No CURE for disagreement over Downtown zoning?
By Wells Dunbar,
1:35PM, Wed. Aug. 31, 2011
We’re still unpacking the news from last week’s City Council meeting, and one notable bit concerned what council didn’t do: take any action on the Downtown Plan, which was punted to October 6. The biggest concern lies in the CURE/Density Bonus dichotomy, which city staff shed a little light on recently.
When the DT Plan came to council Aug. 18, Kathie Tovo went on the warpath against the unexpected continuation of CURE, or Central Urban Redevelopment, zoning. Utilized by developers Downtown to attain additional height and density, it’s completely eclipsed the city’s interim Density Bonus Program (DBP) zoning, which similarly allows additional density, but in exchange for definable benefits (either on-site affordable housing, or a fee-in-lieu of it).

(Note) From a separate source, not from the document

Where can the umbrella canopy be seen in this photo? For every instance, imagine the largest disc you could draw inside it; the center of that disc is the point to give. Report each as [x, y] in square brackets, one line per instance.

To date, it’s never been used when CURE zoning is also available.
“If you are asking developers who are seeking increased entitlements to provide some community benefits, but also allowing them the opportunity to come here and ask for those same entitlements with no community benefits, it's pretty clear what option they are going to select, almost 100% of the time,” Tovo said. She offered that she “saw what was in the Downtown Austin Plan as a kind of compromise. There were some people who thought fees-in-lieu should be higher … I think we've all acknowledged there's a housing crisis in this city and we need to provide more housing opportunities. … One of the tools we have available is a density bonus program and I think we should take a strong stand out and I think we can do that and still encourage development. … I appreciate the information, but … this is a real serious area of concern for me.” Other council members, like Bill Spelman were concerned by the CURE change, but saw value in its use as as a “safety valve” for exceptional projects that, for whatever reason, wouldn’t tidily fit within the DBP framework.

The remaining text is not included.